Sir Thomas, easily placable if easily roused, started willingly enough on a congenial topic. And thus Adrian conceived his first impression of that romantic being whose deeds have remained legendary in the French west country, and who was destined to exercise so strong an influence upon his own life.
"Who is she?" quoth the old gentleman, with evident zest. "Ay. All this is news to you, of course. Well: she was Cécile de Kermelégan. You know your mother's sister Mary Donoghue (murthering Moll, they called her on account of her killing eyes) married a M. de Kermelégan, a gentleman of Brittany. Madame de Savenaye is her daughter (first cousin of yours), that means that she has good old English blood in her veins and Irish to boot. She speaks English as well as you or I, her mother's teaching of course, but she is French all the same; and, by gad, of the sort which would reconcile even an Englishman with the breed!"
Sir Thomas's eyes sparkled with enthusiasm; his son examined him with grave wonder.

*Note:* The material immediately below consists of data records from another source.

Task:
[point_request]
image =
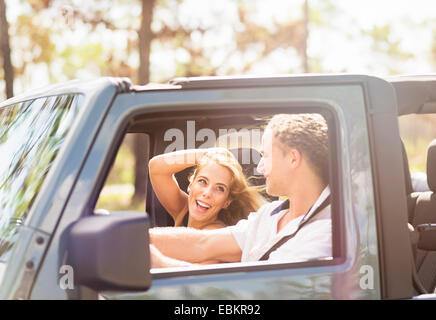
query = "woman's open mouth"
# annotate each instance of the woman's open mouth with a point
(202, 206)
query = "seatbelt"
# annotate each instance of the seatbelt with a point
(283, 240)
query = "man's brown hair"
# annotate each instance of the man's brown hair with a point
(307, 133)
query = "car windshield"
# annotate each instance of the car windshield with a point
(31, 135)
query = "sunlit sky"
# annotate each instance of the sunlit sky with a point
(339, 46)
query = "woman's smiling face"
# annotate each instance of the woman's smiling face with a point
(209, 192)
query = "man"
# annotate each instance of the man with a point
(295, 164)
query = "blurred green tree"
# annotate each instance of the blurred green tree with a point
(5, 51)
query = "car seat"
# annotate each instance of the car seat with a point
(425, 212)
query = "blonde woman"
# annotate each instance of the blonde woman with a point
(218, 193)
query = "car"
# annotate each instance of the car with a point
(59, 143)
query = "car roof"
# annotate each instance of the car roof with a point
(415, 93)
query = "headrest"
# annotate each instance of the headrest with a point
(431, 166)
(248, 158)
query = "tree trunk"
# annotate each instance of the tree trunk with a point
(306, 36)
(6, 51)
(139, 142)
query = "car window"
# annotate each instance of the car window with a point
(417, 131)
(243, 139)
(31, 135)
(125, 185)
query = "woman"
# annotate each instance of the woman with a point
(218, 194)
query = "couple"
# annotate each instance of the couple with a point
(295, 164)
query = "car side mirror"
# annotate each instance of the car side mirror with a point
(427, 236)
(111, 252)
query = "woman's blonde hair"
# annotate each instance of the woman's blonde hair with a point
(245, 198)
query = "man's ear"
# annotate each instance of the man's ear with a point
(294, 157)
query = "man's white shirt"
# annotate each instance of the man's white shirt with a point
(257, 234)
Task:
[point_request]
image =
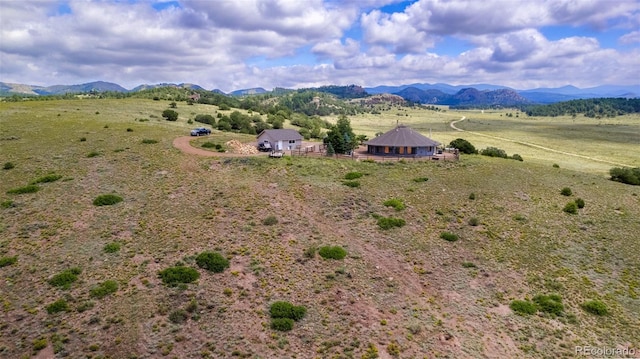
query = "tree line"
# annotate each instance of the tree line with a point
(592, 108)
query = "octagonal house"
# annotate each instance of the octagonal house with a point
(402, 141)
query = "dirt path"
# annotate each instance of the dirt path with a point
(184, 144)
(454, 123)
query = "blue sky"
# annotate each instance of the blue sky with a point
(235, 44)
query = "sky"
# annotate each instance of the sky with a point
(240, 44)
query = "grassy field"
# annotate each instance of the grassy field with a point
(582, 144)
(403, 292)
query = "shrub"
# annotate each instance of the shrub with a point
(7, 261)
(395, 203)
(270, 221)
(626, 175)
(59, 305)
(208, 119)
(46, 179)
(7, 204)
(448, 236)
(332, 252)
(282, 324)
(173, 276)
(595, 307)
(390, 222)
(352, 184)
(178, 316)
(170, 115)
(523, 307)
(310, 252)
(39, 344)
(551, 304)
(463, 146)
(353, 175)
(494, 152)
(65, 278)
(283, 309)
(26, 189)
(107, 200)
(104, 289)
(571, 208)
(84, 306)
(111, 247)
(212, 261)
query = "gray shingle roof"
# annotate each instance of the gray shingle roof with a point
(402, 136)
(282, 134)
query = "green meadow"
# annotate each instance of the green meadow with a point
(464, 244)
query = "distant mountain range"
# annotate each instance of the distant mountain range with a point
(439, 93)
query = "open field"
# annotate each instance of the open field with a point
(607, 142)
(404, 291)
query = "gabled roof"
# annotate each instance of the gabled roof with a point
(281, 134)
(402, 136)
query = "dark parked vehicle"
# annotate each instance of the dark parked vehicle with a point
(264, 147)
(200, 131)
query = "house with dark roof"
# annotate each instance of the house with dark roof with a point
(281, 139)
(402, 141)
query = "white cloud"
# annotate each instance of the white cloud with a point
(336, 49)
(211, 43)
(630, 38)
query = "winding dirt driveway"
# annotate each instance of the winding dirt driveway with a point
(454, 123)
(184, 144)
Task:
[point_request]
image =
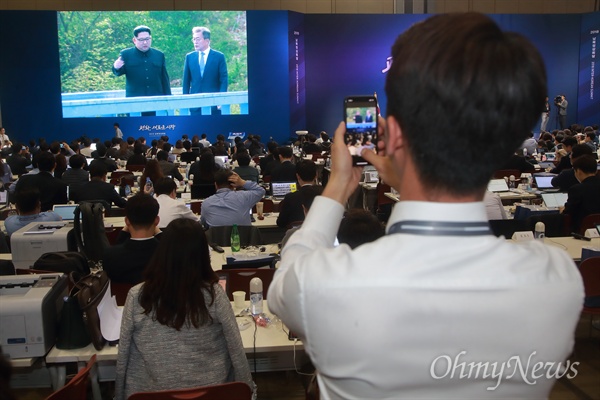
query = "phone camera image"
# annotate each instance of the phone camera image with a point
(360, 116)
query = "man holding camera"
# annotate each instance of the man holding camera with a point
(561, 102)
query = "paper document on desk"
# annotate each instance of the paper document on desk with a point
(110, 317)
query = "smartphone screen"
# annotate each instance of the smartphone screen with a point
(360, 115)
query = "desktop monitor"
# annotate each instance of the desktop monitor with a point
(280, 189)
(543, 181)
(66, 211)
(497, 185)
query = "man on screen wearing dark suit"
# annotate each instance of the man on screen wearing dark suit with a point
(144, 68)
(205, 69)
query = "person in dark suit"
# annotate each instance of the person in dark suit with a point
(133, 63)
(584, 198)
(285, 171)
(97, 188)
(567, 179)
(168, 168)
(76, 175)
(205, 69)
(52, 190)
(19, 159)
(110, 164)
(565, 162)
(290, 208)
(125, 262)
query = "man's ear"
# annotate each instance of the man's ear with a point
(395, 139)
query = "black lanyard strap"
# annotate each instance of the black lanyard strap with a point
(439, 228)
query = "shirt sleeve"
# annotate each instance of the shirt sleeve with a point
(231, 332)
(318, 231)
(124, 344)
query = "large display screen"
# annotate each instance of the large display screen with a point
(107, 72)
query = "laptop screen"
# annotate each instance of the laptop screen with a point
(497, 185)
(66, 211)
(554, 200)
(280, 189)
(543, 182)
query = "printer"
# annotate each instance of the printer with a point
(30, 306)
(30, 242)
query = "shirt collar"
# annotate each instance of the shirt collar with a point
(439, 212)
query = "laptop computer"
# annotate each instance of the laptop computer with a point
(554, 200)
(544, 182)
(280, 189)
(371, 177)
(66, 211)
(498, 185)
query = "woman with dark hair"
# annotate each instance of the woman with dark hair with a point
(178, 328)
(124, 152)
(151, 171)
(5, 172)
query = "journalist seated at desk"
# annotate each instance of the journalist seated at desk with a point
(126, 261)
(178, 328)
(584, 198)
(165, 190)
(233, 201)
(566, 178)
(97, 188)
(28, 210)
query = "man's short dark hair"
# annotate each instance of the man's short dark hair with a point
(285, 152)
(358, 227)
(569, 141)
(101, 149)
(580, 150)
(586, 163)
(307, 170)
(98, 169)
(76, 161)
(139, 29)
(141, 210)
(27, 199)
(164, 185)
(475, 84)
(162, 156)
(243, 159)
(222, 177)
(46, 161)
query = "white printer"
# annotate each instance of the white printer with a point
(29, 309)
(30, 242)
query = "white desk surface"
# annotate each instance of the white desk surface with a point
(269, 339)
(218, 259)
(270, 221)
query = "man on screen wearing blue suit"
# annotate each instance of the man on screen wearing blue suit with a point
(205, 69)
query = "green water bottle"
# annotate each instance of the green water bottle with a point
(235, 239)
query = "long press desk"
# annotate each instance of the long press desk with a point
(273, 352)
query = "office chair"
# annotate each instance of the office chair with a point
(76, 389)
(229, 391)
(590, 272)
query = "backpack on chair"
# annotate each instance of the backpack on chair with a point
(89, 231)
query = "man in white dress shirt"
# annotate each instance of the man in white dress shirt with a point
(439, 307)
(165, 190)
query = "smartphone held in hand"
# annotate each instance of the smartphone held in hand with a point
(360, 116)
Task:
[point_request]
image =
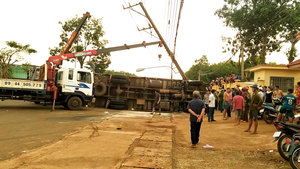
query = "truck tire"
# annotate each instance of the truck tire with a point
(120, 77)
(117, 102)
(195, 83)
(65, 105)
(117, 107)
(119, 81)
(74, 103)
(100, 89)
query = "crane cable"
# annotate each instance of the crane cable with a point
(179, 16)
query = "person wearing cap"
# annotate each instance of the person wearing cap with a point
(226, 103)
(247, 100)
(255, 103)
(289, 103)
(278, 93)
(264, 92)
(196, 107)
(211, 106)
(206, 101)
(221, 95)
(261, 94)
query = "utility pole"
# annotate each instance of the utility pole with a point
(242, 55)
(161, 38)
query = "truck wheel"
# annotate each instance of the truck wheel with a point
(120, 77)
(281, 146)
(116, 107)
(195, 83)
(117, 102)
(267, 118)
(74, 103)
(100, 89)
(65, 105)
(119, 81)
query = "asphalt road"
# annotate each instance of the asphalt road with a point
(26, 126)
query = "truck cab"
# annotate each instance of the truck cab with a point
(75, 87)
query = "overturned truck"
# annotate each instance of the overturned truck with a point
(138, 93)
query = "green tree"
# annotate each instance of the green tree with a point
(118, 73)
(258, 24)
(88, 38)
(201, 66)
(12, 54)
(291, 26)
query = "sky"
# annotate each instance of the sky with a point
(35, 22)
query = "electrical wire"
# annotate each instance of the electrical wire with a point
(141, 35)
(174, 23)
(179, 15)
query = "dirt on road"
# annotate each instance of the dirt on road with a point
(132, 139)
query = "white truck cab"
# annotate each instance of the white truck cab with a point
(74, 84)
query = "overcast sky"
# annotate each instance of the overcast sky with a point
(35, 22)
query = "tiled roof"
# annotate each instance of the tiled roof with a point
(297, 62)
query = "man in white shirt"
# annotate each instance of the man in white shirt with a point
(205, 99)
(260, 93)
(211, 106)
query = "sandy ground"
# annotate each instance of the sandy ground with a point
(134, 139)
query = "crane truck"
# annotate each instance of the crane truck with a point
(71, 87)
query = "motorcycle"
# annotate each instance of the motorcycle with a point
(271, 111)
(293, 149)
(283, 135)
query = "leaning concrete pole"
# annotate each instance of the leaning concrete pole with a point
(164, 43)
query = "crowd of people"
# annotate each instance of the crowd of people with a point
(241, 102)
(230, 78)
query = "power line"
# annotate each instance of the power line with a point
(141, 35)
(179, 15)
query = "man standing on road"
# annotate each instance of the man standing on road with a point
(247, 100)
(206, 99)
(226, 103)
(211, 106)
(289, 102)
(156, 104)
(255, 103)
(216, 99)
(196, 107)
(238, 102)
(264, 92)
(260, 93)
(278, 93)
(221, 95)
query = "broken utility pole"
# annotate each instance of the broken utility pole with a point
(160, 37)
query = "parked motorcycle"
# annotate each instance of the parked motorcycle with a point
(271, 111)
(293, 149)
(284, 134)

"The very sight of her, my boy, is enough to make a man's heart warm. Wait till you see her and she begins to talk of what the red-caps are doing over there—those friends of yours, who are putting in practice all your fine theories! And, bookworm as you are, I'll warrant she'll warm your sluggish blood for you. Ha! she's a rare little lady. She married last year the Count of Savenaye."
Adrian assumed a look of polite interest.
"Emigré, I presume?" he said, quietly.
"Emigré? No, sir. He is even now fighting the republican rapscallions, d—n them, and thrashing them, too, yonder in his country. She stuck by his side; ay, like a good plucked one she did, until it became palpable that, if there was to be a son and heir to the name, she had better go and attend to its coming somewhere else, in peace. Ho, ho, ho! Well, England was the safest place, of course, and, for her, the natural one. She came and offered herself to us on the plea of relationship. I was rather taken aback at first, I own; but, gad, boy, when I saw the woman, after hearing what she had had to go through to reach us at all, I sang another song. Well, she is a fine creature—finer than ever now that the progeny has been satisfactorily hatched; a brace of girls instead of the son and heir, after all! Two of them; no less. Ho, ho, ho! And she was furious, the pretty dear! However, you'll soon see for yourself. You will see a woman, sir, who has loaded and fired cannon with her own hands, when the last man to serve it had been shot. Ay, and more than that, my lad—she's brained a hulking sans-culotte that was about to pin her servant to the floor. The lad has told me so himself, and I daresay he can tell you more if you care to practise your French with master René L'Apôtre, that's the fellow! A woman who sticks to her lord and master in mud and powder-smoke until there is precious little time to spare, when she makes straight for a strange land, in a fishing-smack, with no other protector than a peasant; and now, with an imp of a black-eyed infant to her breast (Sally Mearson's got the other; you remember Sally, your own nurse's daughter?), looks like a chit of seventeen. That's what you'll see, sir. And when she sails downstairs for dinner, dressed up, powdered and high-heeled, she might be a princess, a queen who has never felt a crumpled roseleaf in her life. Gad! I'm getting poetical, I declare."
In this strain did the Squire, guiding his horses with strong, dexterous hand, expatiate to his son; the crisp air rushing past them, making their faces glow with the tingling blood until, burning the ground, they dashed up the avenue that leads to the white mansion of Pulwick, and halted amidst a cloud of steam before its Palladian portico.
What happened to Adrian the moment after happens, as a rule, only once in a man's lifetime.